Ouch! The soccer player limps off the field after a sucessful goal. The football player notices his hip “locks up” ever since the tackle two Sundays ago. The young mother of three has recurrent pain in her groin a month after a car accident, despite a checkup by her family doctor.
What do these people have in common? They are all suffering a labral tear of the hip, an often-unrecognized condition.
Put simply, the labrum is elastic tissue that lines the hip socket where the ball of the thighbone fits into the hip. The labrum is filled with nerve fibers, often creating pain when the area is injured. Symptoms of a labral tear include:
• Radiating pain in the groin or front of the hip
• Pain that is worsened with sitting (because the hip is flexed)
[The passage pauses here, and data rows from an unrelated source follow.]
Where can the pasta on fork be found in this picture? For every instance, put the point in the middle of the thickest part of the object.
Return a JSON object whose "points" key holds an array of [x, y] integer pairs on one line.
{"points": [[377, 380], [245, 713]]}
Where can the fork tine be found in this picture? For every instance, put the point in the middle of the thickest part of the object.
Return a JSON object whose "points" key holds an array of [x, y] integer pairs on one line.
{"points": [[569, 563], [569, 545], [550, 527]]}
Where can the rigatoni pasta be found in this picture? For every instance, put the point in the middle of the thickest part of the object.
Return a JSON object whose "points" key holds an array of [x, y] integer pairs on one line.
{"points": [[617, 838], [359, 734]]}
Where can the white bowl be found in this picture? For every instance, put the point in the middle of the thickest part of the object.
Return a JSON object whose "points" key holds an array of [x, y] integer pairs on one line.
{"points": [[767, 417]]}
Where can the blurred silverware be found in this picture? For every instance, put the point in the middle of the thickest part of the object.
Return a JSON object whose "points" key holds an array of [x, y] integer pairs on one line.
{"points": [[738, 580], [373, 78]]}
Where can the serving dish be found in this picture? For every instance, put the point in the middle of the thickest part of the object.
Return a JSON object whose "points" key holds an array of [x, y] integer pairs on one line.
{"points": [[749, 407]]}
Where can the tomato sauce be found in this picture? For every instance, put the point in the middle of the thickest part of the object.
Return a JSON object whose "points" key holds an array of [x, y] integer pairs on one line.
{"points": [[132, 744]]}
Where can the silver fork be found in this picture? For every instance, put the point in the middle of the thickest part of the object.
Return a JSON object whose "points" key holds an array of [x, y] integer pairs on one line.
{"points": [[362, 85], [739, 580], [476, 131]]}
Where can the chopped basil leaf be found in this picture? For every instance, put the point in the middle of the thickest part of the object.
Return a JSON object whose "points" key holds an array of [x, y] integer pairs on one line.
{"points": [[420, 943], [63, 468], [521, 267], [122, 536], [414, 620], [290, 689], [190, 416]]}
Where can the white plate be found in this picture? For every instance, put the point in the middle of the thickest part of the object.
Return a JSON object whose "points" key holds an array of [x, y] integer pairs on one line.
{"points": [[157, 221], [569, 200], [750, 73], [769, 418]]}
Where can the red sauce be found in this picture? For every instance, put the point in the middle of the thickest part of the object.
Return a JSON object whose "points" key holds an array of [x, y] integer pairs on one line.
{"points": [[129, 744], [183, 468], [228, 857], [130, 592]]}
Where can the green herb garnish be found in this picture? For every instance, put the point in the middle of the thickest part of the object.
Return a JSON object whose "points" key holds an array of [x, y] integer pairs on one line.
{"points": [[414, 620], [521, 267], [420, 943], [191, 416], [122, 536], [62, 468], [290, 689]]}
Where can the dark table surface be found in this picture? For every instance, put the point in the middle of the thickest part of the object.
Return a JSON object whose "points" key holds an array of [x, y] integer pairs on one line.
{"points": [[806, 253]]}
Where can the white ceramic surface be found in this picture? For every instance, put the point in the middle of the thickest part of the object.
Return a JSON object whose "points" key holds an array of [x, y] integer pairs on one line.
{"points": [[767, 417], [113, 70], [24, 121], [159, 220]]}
• A sensation of the hip being “locked up”
• A hip that “gives way”
• Limited range of motion in one hip
Occasionally, a labral tear is present without noticeable symptoms. Over time, the injured hip becomes unstable, placing extra load on the surrounding muscles. Osteoarthritis can set in, causing further damage. Physicians recognize two main causes of labral tears:
• A sudden traumatic injury, such as that from a car accident, fall, or a sports impact
• A repetitive injury, such as high flex kicking or lower body rotation. These actions twist the hip and can lead to a labral tear due to degeneration over time.
While labral tears can occur in anyone, hockey, football, baseball, soccer and golf players – both professional and amateur – are at increased risk. A quick trip to the family doctor may not yield a labral tear diagnosis, and the individual may spend a few weeks treating a suspected “muscle strain” without relief.
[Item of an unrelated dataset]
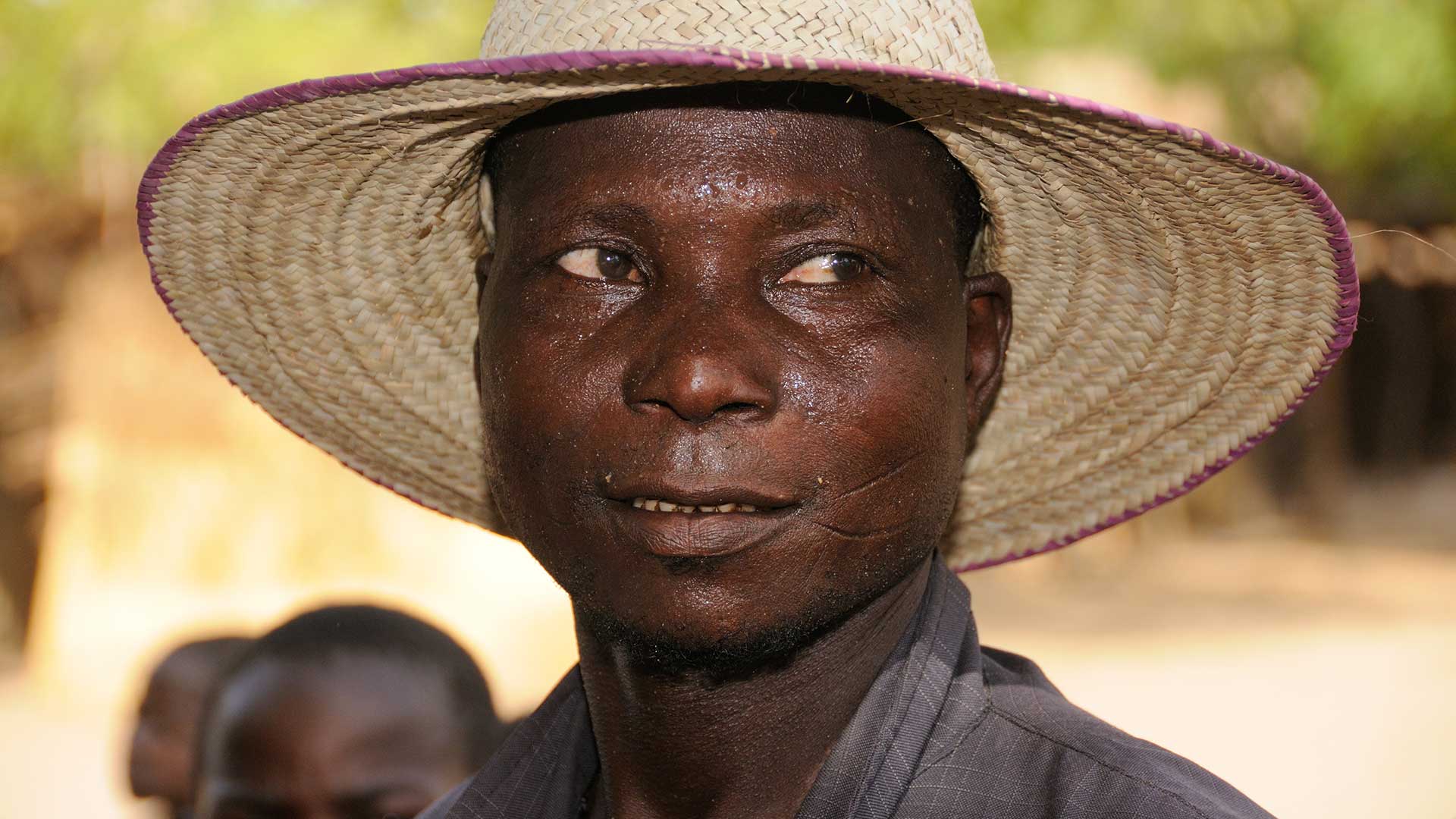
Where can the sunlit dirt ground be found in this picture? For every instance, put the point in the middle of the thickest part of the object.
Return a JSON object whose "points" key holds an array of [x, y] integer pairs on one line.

A specialist should examine the injured hip, check range of motion, and order an x-ray, MRI or magnetic resonance arthrography (MRA) as needed. Once a labral tear is diagnosed, a variety of treatment methods may be employed, depending on the severity of the condition. Rest may be prescribed if the hip area is inflammed. Non-steroidal anti-inflammatory medicines, such as naproxen or ibuprofen are useful. A corticosteroid and/or local anesthetic injection may be given in some cases.
Arthroscopic surgery uses a tiny camera and tools inserted into an incision. Loose pieces of torn labrum may be removed, or they may be sewn back together. Many athletes, both professional and weekend warriors, can return to the field following succesful treatment for a labral tear.